Zero History is the third book in William Gibson’s series that began with Pattern Recognition and continued in Spook Country. The best-selling series brought Gibson out of the ghetto of genre fiction into the limelight of more mainstream fiction, which is something that some sci-fi fans may hold against him. One of the inventors of cyberpunk is writing books that aren’t even sci-fi, and they’re about … fashion! How dare he?
Also, nothing much happens in them. Or rather, for long stretches only a series of small, seemingly unconnected things happen, while the characters ponder and discuss design, branding, and the history and future of fashion — in clothing, technology, leisure pursuits, business, and war. In some ways, these books are like an updated take on the kind of cerebral espionage books written during the Cold War by Greene and LeCarré.
Zero History neatly wraps up the ideas and themes Gibson introduced in the previous two books. And there are some big ones: globalization, loss of privacy, the industrialization of culture, the proliferation of gadgets and cyber-devices and online networking and the attendant increase in personal isolation. I found this the most entertaining of the three, with all of the strengths and fewer weaknesses.

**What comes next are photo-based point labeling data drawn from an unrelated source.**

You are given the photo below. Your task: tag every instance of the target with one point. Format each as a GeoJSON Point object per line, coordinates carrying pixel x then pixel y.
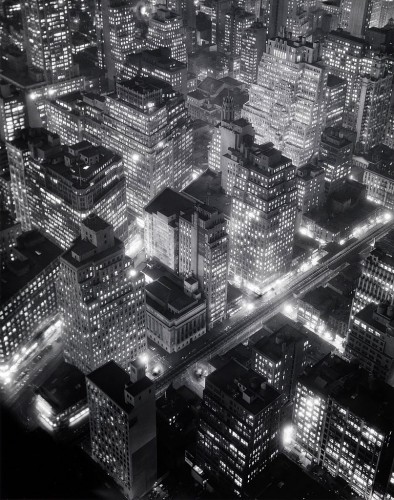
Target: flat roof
{"type": "Point", "coordinates": [207, 189]}
{"type": "Point", "coordinates": [169, 202]}
{"type": "Point", "coordinates": [65, 387]}
{"type": "Point", "coordinates": [34, 253]}
{"type": "Point", "coordinates": [227, 379]}
{"type": "Point", "coordinates": [111, 379]}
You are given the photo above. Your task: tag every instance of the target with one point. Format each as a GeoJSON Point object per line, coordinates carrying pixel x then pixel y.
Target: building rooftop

Hubertus Bigend, the London-based Belgian expat gazillionaire, businessman and puppet-master, emerges as the series’ pivotal figure. Lots of other characters from the other two also show up here, including the two whose parallel tales ran through Spook Country, Hollis Henry and just-the-one-name Milgrim. Former rockstar Hollis, with the help of the recent global recession, has burned through much of the stash she walked away with at the end of SC. So she has done what she swore she wouldn’t do and signed on to another Bigend/Blue Ant caper. This time she’s to work with Milgrim, who has emerged from months in an experimental Swiss rehab clinic free from his longtime Ativan addiction and is trying to remember what living feels like.
Hollis’s job is to track down for Bigend the designer behind a mysterious line of clothing — denim jeans and jackets mostly, made with the kind of integrity that was common when a guy named Levi was making them by hand in a tent in San Francisco. They cost hundreds of dollars, partly because of the quality of their design and construction, but mostly because you have to know somebody who knows somebody who’s on a list that gets an occasional email telling when and where a few items are going to be sold. It’s a marketing and anti-branding scheme that intrigues Bigend, who would like to get the designer on his team. And Hollis is teamed up with Milgrim because he owes Bigend for his rehab and — well, Milgrim notices things. Because he has been subsumed in the world of drugs, petty crime and addiction for a decade, he doesn’t always know what he’s seeing, but he sees things and remembers them. He’s a tabula rasa and a wild card, just the kind of factor Bigend likes to throw into the mix. And he makes a wonderfully dry commentator on aspects of consumer culture to which we’re so accustomed that we don’t notice them; he’s the Mork to Hollis’s Mindy.
Sure enough, Hollis’s and Milgrim’s search sets things in motion on a transatlantic scale. Sinister figures start tailing both of them, and they never know if these followers are Bigend employees, or his allies or his rivals — or maybe some combination of all three. Hollis and Milgrim realize they’re being played by Bigend, they just don’t know to what degree or what his game really is. But he always seems to have the resources to protect them should they need it, and situations or people that at first seem frightening often turn out to be benign, and by the time things turn scary they’re in too deep to back out.
On one level, the book’s a consumerist fantasy. Who wouldn’t like to have an unlimited expense account and get to explore London and Paris, eating great food, staying in superb hotels and meeting fascinating people? On another, it’s a dark but droll tale of industrial espionage involving all sorts of red herrings, misunderstandings, physical humor and romantic liaisons. On yet another, an unnerving look at today’s global marketplace, where anything and everything is for sale and violence lurks barely under the surface. Lest we be tempted to dismiss Gibson’s focus on fashion, design and consumerism as mere fluff, we are reminded of something one of the characters in Spook Country said: Terrorism is mainly about branding.
I don’t think I need to dwell too much on the writing. Gibson’s only getting better at his craft. Every page is densely packed with information, whether it’s scenery, props, characters or ideas, so that you occasionally wish for an index. But of course that’s merely a reflection of one of his themes, the proliferation of information and our inability to decide what’s important and what’s not. Gibson’s trademark wit is very much in evidence. I don’t recall ever before laughing out loud at chapter titles.
Spook Country was criticized for an ending that was anticlimactic, with most of the actual climactic scene taking place offscreen as it were. I can only surmise that it was deliberate because Zero History ends in much the same manner. The story is told, after all, through Hollis’s and Milgrim’s eyes, and they’re not omniscient. The technique keeps the focus on the characters, as though Gibson would remind us that it’s people who matter in the end. And the need to remind us of that is comment in itself on these fraught times we’re in.